James was arrested the next day for a federal terrorism offense used for attacks on mass transit systems. He has not entered a plea. Federal prosecutors must prove that James traveled across a state line to carry out the attack and transported supplies needed for the crime across a state line.
Eisner-Grynberg said her office was appointed to James’ case when he was apprehended on April 13. The Sixth Amendment guarantees the “right to an effective counsel at all “critical stages” of the criminal proceedings,” she said.
By conducting the interrogation without the defense present, the federal government was unfair and violated the accused’s fundamental rights, she added. Eisner-Grynberg also said the FBI violated James’ core rights under the Fourth and Fifth amendments.
Authorities reportedly found a Glock 17 9mm handgun on the scene that James purchased in Ohio in 2011. They also connected James to a key for a U-haul van they said he rented in Philadelphia. It was later discovered near a subway station in Gravesend, Brooklyn.
Authorities found 33 shell casings, 15 bullets, a hatchet, a bag filled with fireworks and smoke bombs on the scene. They reportedly identified James in video footage entering another subway station in Brooklyn with a black cart that was later recovered at the crime scene. James’ orange jacket and the construction helmet he was wearing were also recovered.
James reportedly evaded police by boarding another train about 10 minutes after the shooting, authorities said. Multiple people reported seeing James around Manhattan the following day. However, investigators believe the suspect was the one who made a 911 tip that led to his arrest.
“I think you’re looking for me,” James reportedly said. “I’m seeing my picture all over the news, and I’ll be around this McDonald’s.”
The alleged gunman was not at the McDonald’s when officers arrived, but a man being hailed as a Good Samaritan alerted them to James’ location.
James is being held without bail at a federal detention center in Brooklyn. He has an array of arrests from the 1990s and one in 2007 that range from trespassing, disorderly conduct, larceny, theft of service to a criminal sex act.
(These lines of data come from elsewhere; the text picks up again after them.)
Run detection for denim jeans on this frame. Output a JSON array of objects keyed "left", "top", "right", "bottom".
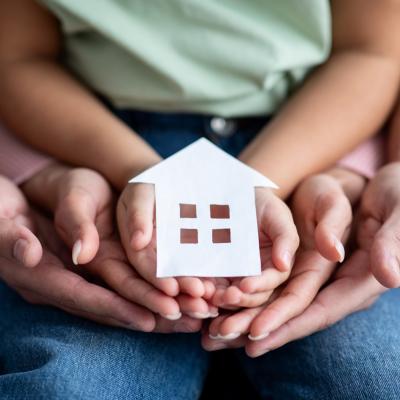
[{"left": 0, "top": 110, "right": 400, "bottom": 400}]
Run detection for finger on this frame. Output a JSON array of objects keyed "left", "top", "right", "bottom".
[
  {"left": 246, "top": 252, "right": 385, "bottom": 357},
  {"left": 94, "top": 260, "right": 181, "bottom": 320},
  {"left": 0, "top": 218, "right": 42, "bottom": 267},
  {"left": 117, "top": 188, "right": 179, "bottom": 297},
  {"left": 176, "top": 294, "right": 218, "bottom": 319},
  {"left": 201, "top": 310, "right": 249, "bottom": 351},
  {"left": 249, "top": 251, "right": 334, "bottom": 341},
  {"left": 315, "top": 191, "right": 352, "bottom": 262},
  {"left": 201, "top": 332, "right": 246, "bottom": 351},
  {"left": 203, "top": 279, "right": 216, "bottom": 300},
  {"left": 125, "top": 183, "right": 155, "bottom": 250},
  {"left": 177, "top": 277, "right": 205, "bottom": 297},
  {"left": 153, "top": 315, "right": 203, "bottom": 333},
  {"left": 19, "top": 290, "right": 155, "bottom": 329},
  {"left": 14, "top": 252, "right": 155, "bottom": 332},
  {"left": 222, "top": 286, "right": 272, "bottom": 308},
  {"left": 55, "top": 189, "right": 99, "bottom": 265},
  {"left": 239, "top": 266, "right": 290, "bottom": 294},
  {"left": 370, "top": 211, "right": 400, "bottom": 288},
  {"left": 261, "top": 194, "right": 299, "bottom": 271},
  {"left": 210, "top": 306, "right": 263, "bottom": 340}
]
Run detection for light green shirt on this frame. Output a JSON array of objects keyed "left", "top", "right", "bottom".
[{"left": 41, "top": 0, "right": 331, "bottom": 116}]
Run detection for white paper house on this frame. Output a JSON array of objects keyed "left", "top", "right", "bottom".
[{"left": 130, "top": 139, "right": 277, "bottom": 277}]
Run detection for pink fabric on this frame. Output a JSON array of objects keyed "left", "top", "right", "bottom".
[
  {"left": 336, "top": 133, "right": 386, "bottom": 178},
  {"left": 0, "top": 119, "right": 385, "bottom": 185},
  {"left": 0, "top": 125, "right": 53, "bottom": 185}
]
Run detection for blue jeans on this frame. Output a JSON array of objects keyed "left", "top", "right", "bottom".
[{"left": 0, "top": 111, "right": 400, "bottom": 400}]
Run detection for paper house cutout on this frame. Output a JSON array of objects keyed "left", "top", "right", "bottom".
[{"left": 130, "top": 139, "right": 277, "bottom": 277}]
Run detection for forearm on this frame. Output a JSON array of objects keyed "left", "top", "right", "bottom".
[
  {"left": 241, "top": 51, "right": 399, "bottom": 197},
  {"left": 0, "top": 58, "right": 160, "bottom": 189}
]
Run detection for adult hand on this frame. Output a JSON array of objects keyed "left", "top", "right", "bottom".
[{"left": 203, "top": 170, "right": 368, "bottom": 348}]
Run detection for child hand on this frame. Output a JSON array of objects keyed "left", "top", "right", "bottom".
[
  {"left": 358, "top": 162, "right": 400, "bottom": 288},
  {"left": 117, "top": 183, "right": 217, "bottom": 318},
  {"left": 292, "top": 174, "right": 352, "bottom": 262},
  {"left": 213, "top": 188, "right": 299, "bottom": 308}
]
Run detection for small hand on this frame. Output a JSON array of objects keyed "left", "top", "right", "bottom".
[
  {"left": 213, "top": 188, "right": 299, "bottom": 309},
  {"left": 117, "top": 184, "right": 218, "bottom": 318}
]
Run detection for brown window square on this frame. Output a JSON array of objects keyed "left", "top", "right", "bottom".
[
  {"left": 212, "top": 229, "right": 231, "bottom": 243},
  {"left": 181, "top": 229, "right": 199, "bottom": 244},
  {"left": 179, "top": 203, "right": 197, "bottom": 218},
  {"left": 210, "top": 204, "right": 230, "bottom": 219}
]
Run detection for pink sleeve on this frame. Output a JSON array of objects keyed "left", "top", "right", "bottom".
[
  {"left": 0, "top": 124, "right": 53, "bottom": 185},
  {"left": 336, "top": 133, "right": 386, "bottom": 178}
]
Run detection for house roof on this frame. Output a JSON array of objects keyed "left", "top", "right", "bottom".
[{"left": 129, "top": 138, "right": 278, "bottom": 189}]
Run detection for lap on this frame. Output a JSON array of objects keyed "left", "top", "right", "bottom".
[
  {"left": 241, "top": 290, "right": 400, "bottom": 400},
  {"left": 0, "top": 283, "right": 208, "bottom": 400}
]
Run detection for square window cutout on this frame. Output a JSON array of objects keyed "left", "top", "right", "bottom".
[
  {"left": 181, "top": 229, "right": 199, "bottom": 244},
  {"left": 210, "top": 204, "right": 230, "bottom": 219},
  {"left": 179, "top": 203, "right": 197, "bottom": 218},
  {"left": 212, "top": 229, "right": 231, "bottom": 243}
]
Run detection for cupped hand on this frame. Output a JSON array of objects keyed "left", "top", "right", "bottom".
[
  {"left": 212, "top": 188, "right": 299, "bottom": 309},
  {"left": 0, "top": 176, "right": 200, "bottom": 332},
  {"left": 19, "top": 165, "right": 208, "bottom": 320},
  {"left": 117, "top": 183, "right": 218, "bottom": 318},
  {"left": 203, "top": 169, "right": 362, "bottom": 354},
  {"left": 358, "top": 162, "right": 400, "bottom": 288}
]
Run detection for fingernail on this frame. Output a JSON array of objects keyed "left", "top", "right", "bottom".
[
  {"left": 173, "top": 321, "right": 198, "bottom": 333},
  {"left": 209, "top": 311, "right": 219, "bottom": 318},
  {"left": 248, "top": 332, "right": 269, "bottom": 342},
  {"left": 131, "top": 230, "right": 143, "bottom": 245},
  {"left": 209, "top": 342, "right": 228, "bottom": 351},
  {"left": 282, "top": 251, "right": 292, "bottom": 269},
  {"left": 208, "top": 332, "right": 241, "bottom": 340},
  {"left": 389, "top": 256, "right": 400, "bottom": 275},
  {"left": 187, "top": 311, "right": 211, "bottom": 319},
  {"left": 219, "top": 332, "right": 241, "bottom": 340},
  {"left": 333, "top": 236, "right": 345, "bottom": 262},
  {"left": 13, "top": 239, "right": 29, "bottom": 264},
  {"left": 72, "top": 240, "right": 82, "bottom": 265},
  {"left": 161, "top": 313, "right": 182, "bottom": 321}
]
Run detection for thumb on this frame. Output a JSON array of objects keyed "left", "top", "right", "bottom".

Authorities said he is not connected to any terrorist groups, and his motive for the attack is unclear.
James made several YouTube videos slamming New York Mayor Eric Adams, the city’s mental health system and its homeless problem. He also warned of an impending race war and talked about his urge to commit violent acts. James expressed support for mass shooters a week before the attack.
“We need to see more mass shootings. Yeah. … We need to see more. There has to be more mass shootings to make a [N-word] understand. … It’s not about the shooter; it’s about the environment in which he is — he has to exist,” James said.